2G introduced digital voice and basic data through technologies like GSM and CDMA. Text messaging lived here, and early data was slow enough to be nearly unusable for the modern web. Most carriers have retired or are retiring 2G networks.
3G brought data speeds usable for web browsing and email, in the range of a few megabits per second under good conditions. It made the smartphone practical. Like 2G, 3G is being shut down as carriers reclaim that spectrum for newer service.
4G LTE is the workhorse most people still use daily. LTE stands for Long-Term Evolution, and it delivers broadband-class speeds, commonly in the tens of megabits per second and sometimes higher. LTE is reliable, widely deployed, and good enough for streaming, video calls, and remote work. When a device drops off 5G, it usually falls back to LTE.
5G is the current generation, built for higher speed, lower latency, and support for many more connected devices in a given area. Real-world 5G speeds vary enormously depending on which band the tower uses, which is the part techs most often get wrong.
| Generation | Typical real-world speed | Status |
|---|---|---|
| 2G | Well under 1 Mbps | Retired or retiring |
| 3G | A few Mbps | Retiring |
| 4G LTE | Tens of Mbps | Widely deployed |
| 5G | Tens to hundreds of Mbps, sometimes gigabit | Current, expanding |
Treat those speeds as common ranges, not guarantees. The number a device actually achieves depends on distance from the tower, how many users share it, the band in use, and the plan you bought.
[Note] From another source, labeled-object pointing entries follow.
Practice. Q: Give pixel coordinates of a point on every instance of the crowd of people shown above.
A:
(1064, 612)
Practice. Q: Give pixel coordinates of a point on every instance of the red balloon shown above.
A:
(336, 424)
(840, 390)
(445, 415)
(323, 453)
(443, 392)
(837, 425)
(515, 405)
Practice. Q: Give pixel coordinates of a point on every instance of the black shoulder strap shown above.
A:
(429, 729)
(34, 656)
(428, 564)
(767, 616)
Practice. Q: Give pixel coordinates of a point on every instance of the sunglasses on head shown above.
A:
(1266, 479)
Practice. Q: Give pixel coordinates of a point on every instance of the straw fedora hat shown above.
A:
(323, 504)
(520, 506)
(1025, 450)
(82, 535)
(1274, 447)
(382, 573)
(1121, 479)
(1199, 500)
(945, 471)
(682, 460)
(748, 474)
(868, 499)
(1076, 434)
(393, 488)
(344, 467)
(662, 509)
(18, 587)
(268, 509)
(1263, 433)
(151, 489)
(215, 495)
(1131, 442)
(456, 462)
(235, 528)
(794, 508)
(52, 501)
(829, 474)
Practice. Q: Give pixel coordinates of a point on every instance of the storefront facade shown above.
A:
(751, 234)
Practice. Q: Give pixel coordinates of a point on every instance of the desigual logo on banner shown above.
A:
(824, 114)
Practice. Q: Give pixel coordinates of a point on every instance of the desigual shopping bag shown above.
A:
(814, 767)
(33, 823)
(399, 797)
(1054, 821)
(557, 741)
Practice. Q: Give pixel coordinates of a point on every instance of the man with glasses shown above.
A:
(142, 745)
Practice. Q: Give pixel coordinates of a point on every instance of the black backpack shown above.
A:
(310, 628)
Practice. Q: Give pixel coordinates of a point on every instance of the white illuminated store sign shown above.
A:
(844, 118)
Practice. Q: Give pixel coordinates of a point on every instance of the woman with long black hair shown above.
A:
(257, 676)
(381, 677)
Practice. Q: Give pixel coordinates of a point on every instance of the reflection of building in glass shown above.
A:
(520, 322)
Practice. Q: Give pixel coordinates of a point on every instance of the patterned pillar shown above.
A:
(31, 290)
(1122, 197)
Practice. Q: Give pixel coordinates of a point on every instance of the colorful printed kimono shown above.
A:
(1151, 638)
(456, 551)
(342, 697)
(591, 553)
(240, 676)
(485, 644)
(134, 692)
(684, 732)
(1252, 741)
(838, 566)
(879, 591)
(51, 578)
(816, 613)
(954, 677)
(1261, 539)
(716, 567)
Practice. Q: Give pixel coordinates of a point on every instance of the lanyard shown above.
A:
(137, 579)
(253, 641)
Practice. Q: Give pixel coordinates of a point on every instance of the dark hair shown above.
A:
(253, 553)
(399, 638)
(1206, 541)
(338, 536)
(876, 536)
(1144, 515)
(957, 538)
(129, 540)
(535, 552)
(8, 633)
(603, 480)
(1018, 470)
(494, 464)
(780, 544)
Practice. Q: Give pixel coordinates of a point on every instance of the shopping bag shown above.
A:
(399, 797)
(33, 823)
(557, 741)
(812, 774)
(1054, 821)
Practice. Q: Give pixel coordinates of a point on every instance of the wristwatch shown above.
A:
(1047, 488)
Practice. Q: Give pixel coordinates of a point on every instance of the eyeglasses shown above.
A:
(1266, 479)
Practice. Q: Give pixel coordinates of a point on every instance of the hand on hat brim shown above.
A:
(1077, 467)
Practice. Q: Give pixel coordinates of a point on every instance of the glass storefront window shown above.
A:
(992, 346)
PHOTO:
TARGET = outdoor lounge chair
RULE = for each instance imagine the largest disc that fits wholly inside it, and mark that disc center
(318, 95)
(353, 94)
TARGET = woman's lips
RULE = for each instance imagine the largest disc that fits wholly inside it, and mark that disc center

In exam terms, know the order of the generations, know that LTE is 4G, and know that 5G is the newest with the widest speed variation.
5G uses low, mid, and high bands with a real speed-versus-range trade-off
The single most useful thing to understand about 5G is that it is not one thing. It runs on three broad band categories, and each behaves differently. This directly explains why one customer sees blazing 5G and another sees 5G that feels no faster than LTE.
Low-band 5G uses frequencies below roughly 1 GHz. It travels far and passes through walls well, so coverage is broad, but its speed is only modestly better than LTE. This is the 5G that reaches rural areas and appears indoors.
Mid-band 5G, often called sub-6 GHz, sits in a middle range and offers a strong balance. Speeds are clearly faster than LTE, and range is still practical for citywide coverage. Most people who notice a real 5G improvement are on mid-band.
High-band 5G, marketed as mmWave (millimeter wave), uses very high frequencies and delivers the extreme speeds shown in demonstrations, sometimes reaching gigabit range. The catch is severe: mmWave has short range and is easily blocked by walls, windows, and even your own body. It shows up in dense areas like stadiums and downtown cores, not across a whole city.
The pattern to memorize is the trade-off. As frequency goes up, speed goes up but range and penetration go down. If a customer complains that their 5G phone shows fast speeds outdoors but drops to LTE inside a building, that behavior is expected for high-band service, not a fault.
SIM cards and eSIM identify your device to the carrier network
Before a device can use cellular data, the carrier has to know who it is. That identity lives in a Subscriber Identity Module, the SIM. A traditional SIM is a small removable card that stores the subscriber information the network uses to authenticate you and apply your plan.
SIM cards come in physical sizes you should recognize, because you'll swap them. The progression shrank over time: standard SIM, then micro-SIM, then nano-SIM, which is the smallest and most common in current phones. The chip does the same job at each size; only the plastic around it changed.